Maximilian von Klinger was the cleverest of the Stürmer. He denounced the world and rose to high place in it; he indulged in violent speech in his plays, and became curator of the University of Dorpat; he enjoyed all the oats and follies of youth and lived to be seventy-nine. It was of him that Goethe wrote the perceptive line, “In girls we love what they are, but in young men what they promise to be.” Klinger’s most famous play, Sturm und Drang (1776), written at the age of twenty-four, gave its name and mood to the movement. It showed European rebels expatriating themselves to America in the hope of finding free outlets for their individualities; its language was that of passion run wild; its gospel was that of genius liberated from all rules. Klinger served in the Austrian and Russian armies, married a natural daughter of Catherine the Great, subsided into a professorship, and congealed into a pillar of the state.

Wilhelm Heinse capped Sturm und Drang with a novel, Ardinghello (1787), which united anarchism, nihilism, communism, fascism, amoralism, and will to power in a revel of sensuality and crime. Crime is not crime, says the hero, if it is brave; the only real crime is weakness; the truest virtues are strength and courage of body and will. Life is the manifestation of elemental instincts, and we miss the mark if we brand these as immoral. So Ardinghello seduces and murders at opportunity or whim, and sees in his unshackled passions nature’s highest law. He describes the exploits of Hannibal, honors him as a superman, and asks: “What are millions of men—who all their lives have not had a single hour like his—compared with this one man?”92 He founds a communistic society with communism of women, woman suffrage, and the worship of the elements as the only religion.

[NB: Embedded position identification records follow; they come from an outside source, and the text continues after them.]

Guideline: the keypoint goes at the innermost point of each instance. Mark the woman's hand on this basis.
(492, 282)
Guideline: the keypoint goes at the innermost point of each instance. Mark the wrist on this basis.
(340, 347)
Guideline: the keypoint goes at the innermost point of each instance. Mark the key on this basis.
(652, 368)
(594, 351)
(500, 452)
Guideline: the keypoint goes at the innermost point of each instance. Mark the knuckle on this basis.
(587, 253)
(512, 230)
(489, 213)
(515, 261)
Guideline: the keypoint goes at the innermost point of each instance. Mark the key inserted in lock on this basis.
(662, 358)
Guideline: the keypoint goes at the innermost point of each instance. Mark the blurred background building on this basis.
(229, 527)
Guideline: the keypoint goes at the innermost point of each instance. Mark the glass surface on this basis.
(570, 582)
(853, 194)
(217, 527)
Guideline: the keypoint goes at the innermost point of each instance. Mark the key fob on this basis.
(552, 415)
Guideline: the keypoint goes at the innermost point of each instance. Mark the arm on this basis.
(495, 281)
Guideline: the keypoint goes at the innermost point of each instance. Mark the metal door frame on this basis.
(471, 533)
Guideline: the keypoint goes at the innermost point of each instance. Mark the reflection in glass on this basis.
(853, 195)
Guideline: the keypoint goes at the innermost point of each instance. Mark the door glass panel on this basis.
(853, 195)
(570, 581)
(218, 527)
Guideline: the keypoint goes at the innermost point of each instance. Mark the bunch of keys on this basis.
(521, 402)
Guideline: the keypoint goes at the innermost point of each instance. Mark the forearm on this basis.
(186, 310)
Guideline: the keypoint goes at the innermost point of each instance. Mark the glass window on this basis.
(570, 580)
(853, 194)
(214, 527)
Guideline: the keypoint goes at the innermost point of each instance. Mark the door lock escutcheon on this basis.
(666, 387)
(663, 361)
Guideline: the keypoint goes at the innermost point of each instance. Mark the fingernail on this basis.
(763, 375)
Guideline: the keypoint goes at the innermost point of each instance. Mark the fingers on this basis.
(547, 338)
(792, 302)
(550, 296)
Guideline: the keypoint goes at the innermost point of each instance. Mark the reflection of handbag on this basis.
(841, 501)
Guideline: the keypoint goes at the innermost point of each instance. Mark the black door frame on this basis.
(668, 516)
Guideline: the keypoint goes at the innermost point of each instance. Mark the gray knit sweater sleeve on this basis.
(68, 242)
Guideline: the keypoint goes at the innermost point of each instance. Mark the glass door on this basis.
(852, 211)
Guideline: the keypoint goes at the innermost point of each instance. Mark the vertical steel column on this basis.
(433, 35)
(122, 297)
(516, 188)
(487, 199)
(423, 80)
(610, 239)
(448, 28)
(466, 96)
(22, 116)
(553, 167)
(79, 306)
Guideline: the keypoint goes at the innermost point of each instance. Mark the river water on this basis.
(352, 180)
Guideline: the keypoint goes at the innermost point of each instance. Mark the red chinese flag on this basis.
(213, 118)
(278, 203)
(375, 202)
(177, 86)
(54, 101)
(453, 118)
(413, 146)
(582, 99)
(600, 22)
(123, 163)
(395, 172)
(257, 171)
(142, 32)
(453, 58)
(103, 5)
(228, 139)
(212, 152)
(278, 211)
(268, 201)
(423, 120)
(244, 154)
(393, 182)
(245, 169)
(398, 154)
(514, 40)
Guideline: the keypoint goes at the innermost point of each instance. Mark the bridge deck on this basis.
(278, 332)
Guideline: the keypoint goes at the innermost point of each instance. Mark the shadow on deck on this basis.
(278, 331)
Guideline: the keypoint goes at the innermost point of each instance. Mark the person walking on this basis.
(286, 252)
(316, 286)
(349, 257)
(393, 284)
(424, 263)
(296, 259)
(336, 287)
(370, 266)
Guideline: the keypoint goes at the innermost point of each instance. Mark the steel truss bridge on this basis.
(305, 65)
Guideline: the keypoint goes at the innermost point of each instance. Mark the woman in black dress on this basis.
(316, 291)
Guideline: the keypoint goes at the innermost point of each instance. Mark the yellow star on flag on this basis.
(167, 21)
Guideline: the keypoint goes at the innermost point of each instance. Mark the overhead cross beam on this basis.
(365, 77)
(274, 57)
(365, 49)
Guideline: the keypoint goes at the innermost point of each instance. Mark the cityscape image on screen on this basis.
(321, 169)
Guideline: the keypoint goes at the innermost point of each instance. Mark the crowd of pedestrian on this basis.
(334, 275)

In the confused whirlwind of Sturm und Drang some dominating ideas gave the movement character and influence. Most of its leaders came from the middle class, and began their revolt as a protest against the privileges of birth, the insolence of office, and the luxury of prelates feasting on peasants’ tithes. They all agreed in commiserating the lot, and idealizing the character, of the peasant, serf or free. They challenged women to discard their fashions and farthingales, their sentiment and swooning and submissive piety, and summoned them to come and share the exciting life of the emancipated mind and the roaming male. They redefined religion as a divine afflatus in a soul whose genius is part of the creative urge and mystery of the world. They identified nature with God, and concluded that to be natural was to be divine. They took the medieval legend of Faust as a symbol for the intellectual hunger and burning ambition that breaks through all barriers of tradition, convention, morals, or laws. So “Maler Müller,” long before Goethe, wrote a drama, Fausts Leben, “because I early recognized him as a great fellow … who feels all his power, feels the bridle that fate has put upon him, and tries to throw it off, who has the courage to hurl everything down that steps in his way.”93

The enthusiasm and exaggerations of Sturm und Drang marked it as an expression of intellectual adolescence, the voice of a minority condemned to grow up and simmer down. The movement won no popular support, for tradition and the people have always supported each other. Finding themselves without a base in the structure of German life, the Stormers made their peace with the princes, and, like the philosophes, trusted that enlightened rulers would lead the way to intellectual liberation and social reform. Herder, Goethe, and Schiller touched the movement in their youth, withdrew from the consuming fire, clipped their claws and folded their wings, and gratefully accepted the protection of Weimar’s genial dukes.